I thought since the sun was shining so brightly in the morning, it might not rain, and I stepped out without taking the umbrella. And then it started – the thunder and the rains as heavy as any monsoon downpour. I came back drenched. The rain lasted for a few hours.
The off-season rains have been flooding the streets of Chennai for the last few days – any more and I am sure, not only the low-lying areas, but also the other parts of the city will start floating. And we may have to move about in gondolas. Well, I maybe exaggerating, but you get the drift, don’t you?
The rains are always good for a city that is perennially water-starved and depends on the annual North-East monsoon for its water supply. The monsoons are unpredictable, and some years go by without a whisper of a drop.
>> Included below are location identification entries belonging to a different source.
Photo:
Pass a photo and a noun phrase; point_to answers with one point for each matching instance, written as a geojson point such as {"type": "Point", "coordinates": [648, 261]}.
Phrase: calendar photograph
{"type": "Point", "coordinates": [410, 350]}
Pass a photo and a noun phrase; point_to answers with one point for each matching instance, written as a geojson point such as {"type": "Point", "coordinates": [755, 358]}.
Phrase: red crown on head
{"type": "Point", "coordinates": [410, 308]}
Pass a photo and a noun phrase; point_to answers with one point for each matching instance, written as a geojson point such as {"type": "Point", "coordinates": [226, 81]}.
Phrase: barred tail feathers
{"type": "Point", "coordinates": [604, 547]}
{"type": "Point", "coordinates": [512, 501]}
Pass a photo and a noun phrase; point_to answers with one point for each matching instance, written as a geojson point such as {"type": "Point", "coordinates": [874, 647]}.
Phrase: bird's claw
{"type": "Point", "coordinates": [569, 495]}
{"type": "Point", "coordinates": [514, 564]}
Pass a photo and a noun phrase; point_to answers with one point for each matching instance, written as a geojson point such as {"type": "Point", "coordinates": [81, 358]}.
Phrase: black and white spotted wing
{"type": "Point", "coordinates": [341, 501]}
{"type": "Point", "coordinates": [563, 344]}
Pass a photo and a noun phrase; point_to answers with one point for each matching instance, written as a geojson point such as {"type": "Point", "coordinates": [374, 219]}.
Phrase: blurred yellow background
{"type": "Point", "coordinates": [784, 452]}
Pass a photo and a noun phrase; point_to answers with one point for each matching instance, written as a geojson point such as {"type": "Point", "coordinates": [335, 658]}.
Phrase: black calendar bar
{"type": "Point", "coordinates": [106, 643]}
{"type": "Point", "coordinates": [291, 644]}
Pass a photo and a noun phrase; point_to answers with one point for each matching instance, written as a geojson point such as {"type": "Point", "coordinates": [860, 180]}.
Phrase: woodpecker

Memories of private water lorries thundering down the roads, and queues of coloured plastic pots waiting for the Metrowater (water provided by the Corporation) lorry, are still a nightmarish thought, not all that long ago.
However the last two years have brought bountiful rains and the water table, which had reached alarmingly low levels, has risen considerably in the city. Rainwater-harvesting (to recharge the ground with run-off rainwater and store it for use) by responsible citizens has contributed in no small way to this, encouraged (if not threatened exactly) by the local corporation. In fact, civic officials used to come to check if rainwater harvesting facilities had been adopted in the grounds of private houses. Incongruously, the corporation did not go in for rain harvesting on its own buildings.
Most families used to buy water in those barren years, and every family had a budget allocated just for water. Now, our wells are full, and so are the sumps into which the corporation water falls, the temple tanks have enough water for theppam(the float festival) and the hand pumps spout water unprotestingly any hour of the day. But one failed monsoon, and it will be back to square one.
This is one city that will not easily say, “Rain, rain, go away.”